AP Statistics Lectures
Table of Contents
by Arnold Kling

Sample Space

The set of all possible outcomes of a random process is called the sample space. We use set notation--{}--to describe the sample space. When we say that tossing one coin has a sample space of {H, T}, we are saying that the outcome could be either H (heads) or T (tails). Some examples of sample spaces are:

Random Process Sample Space
Toss one coin {H,T}
Toss two coins {HH,HT,TH,TT}
The total number of heads when you toss two coins {0,1,2}
Pull a sock from a drawer containing 5 red socks, 10 green socks, and 7 blue socks {R,G,B}

The concept of a sample space seems to work well for processes where the outcomes are discrete, which means that the outcomes can be clearly defined and distinguished from one another. What about a situation where the outcomes are continuous?

For example, suppose that we throw a dart at a target, and we measure the distance that the dart lands from the center of the target. Even if we assume that the dart never lands more than 50 centimeters from the target, there are still an infinite number of possible distances. The dart could land at a distance of 2 centimeters, or 2.2 centimeters, or 2.22 centimeters, etc. This poses a problem for defining the sample space.
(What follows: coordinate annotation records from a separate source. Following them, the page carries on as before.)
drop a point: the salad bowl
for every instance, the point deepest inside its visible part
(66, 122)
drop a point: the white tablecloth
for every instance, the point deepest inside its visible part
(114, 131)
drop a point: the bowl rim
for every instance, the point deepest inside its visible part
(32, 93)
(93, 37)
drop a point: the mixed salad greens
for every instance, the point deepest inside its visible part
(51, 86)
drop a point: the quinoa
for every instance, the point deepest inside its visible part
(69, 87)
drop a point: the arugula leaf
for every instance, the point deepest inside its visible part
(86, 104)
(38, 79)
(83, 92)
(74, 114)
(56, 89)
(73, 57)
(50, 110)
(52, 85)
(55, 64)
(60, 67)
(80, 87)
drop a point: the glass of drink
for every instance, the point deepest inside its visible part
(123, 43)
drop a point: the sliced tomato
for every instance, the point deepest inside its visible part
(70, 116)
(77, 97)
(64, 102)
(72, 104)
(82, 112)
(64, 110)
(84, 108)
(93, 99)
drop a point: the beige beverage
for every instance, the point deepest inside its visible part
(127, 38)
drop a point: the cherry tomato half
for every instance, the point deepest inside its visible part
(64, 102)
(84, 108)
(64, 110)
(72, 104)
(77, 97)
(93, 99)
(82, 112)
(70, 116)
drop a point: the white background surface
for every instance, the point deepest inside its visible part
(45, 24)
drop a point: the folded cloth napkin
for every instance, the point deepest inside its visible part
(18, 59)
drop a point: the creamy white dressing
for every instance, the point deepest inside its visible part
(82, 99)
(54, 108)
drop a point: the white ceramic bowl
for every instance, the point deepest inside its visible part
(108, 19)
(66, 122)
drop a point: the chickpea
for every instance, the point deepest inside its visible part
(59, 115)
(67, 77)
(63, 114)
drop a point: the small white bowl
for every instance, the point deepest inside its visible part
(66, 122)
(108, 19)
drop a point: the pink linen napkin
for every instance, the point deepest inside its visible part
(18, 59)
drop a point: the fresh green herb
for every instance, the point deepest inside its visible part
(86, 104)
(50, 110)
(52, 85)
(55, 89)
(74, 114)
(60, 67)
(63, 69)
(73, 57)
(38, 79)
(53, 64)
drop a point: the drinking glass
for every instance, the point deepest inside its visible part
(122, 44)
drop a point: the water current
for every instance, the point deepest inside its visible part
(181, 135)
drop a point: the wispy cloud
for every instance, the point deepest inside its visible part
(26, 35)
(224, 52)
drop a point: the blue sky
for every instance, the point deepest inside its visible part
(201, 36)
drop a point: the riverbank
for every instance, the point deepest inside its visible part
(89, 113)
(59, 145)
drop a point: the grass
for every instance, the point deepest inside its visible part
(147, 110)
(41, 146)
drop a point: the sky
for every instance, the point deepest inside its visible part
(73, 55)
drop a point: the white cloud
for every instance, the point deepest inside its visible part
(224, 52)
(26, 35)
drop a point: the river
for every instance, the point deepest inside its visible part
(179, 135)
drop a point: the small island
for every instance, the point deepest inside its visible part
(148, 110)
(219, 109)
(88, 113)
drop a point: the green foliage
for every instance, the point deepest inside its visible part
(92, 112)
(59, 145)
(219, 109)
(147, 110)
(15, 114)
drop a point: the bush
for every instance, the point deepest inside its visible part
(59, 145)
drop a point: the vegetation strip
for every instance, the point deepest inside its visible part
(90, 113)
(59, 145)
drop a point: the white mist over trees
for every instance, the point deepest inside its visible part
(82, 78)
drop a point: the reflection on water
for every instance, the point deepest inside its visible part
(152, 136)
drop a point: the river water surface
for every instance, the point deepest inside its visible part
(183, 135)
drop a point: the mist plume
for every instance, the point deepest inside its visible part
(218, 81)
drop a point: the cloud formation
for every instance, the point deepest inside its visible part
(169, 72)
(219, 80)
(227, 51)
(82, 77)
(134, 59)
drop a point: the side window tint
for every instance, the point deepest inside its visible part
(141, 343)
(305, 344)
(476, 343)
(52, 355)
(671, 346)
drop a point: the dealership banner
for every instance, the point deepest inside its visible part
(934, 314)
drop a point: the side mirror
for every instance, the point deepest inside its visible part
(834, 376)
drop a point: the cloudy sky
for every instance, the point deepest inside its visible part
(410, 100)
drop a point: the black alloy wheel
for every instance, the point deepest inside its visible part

For the purpose of this course, we will deal with continuous outcomes by dividing the space into discrete units. Rather than defining an event as "the dart lands exactly 2.222 centimeters away from the center of the target," we might define an event as "the dart lands at a point greater than or equal to 2.20 centimeters and less than 2.30 centimeters away from the target." That is, the event is defined as an interval of outcomes.

By using an interval to specify an event, we can map a continuous process into a discrete process. Using intervals, we can describe the probability space as a finite list of possible outcomes.

QUESTION: Suppose we were gathering data on the speed of cars on a particular road. Why would we use intervals to measure speed? What intervals might be appropriate?

To test your understanding of sample space, do problem 6.10 on p.322 of your textbook. Be sure to note which of your answers requires intervals.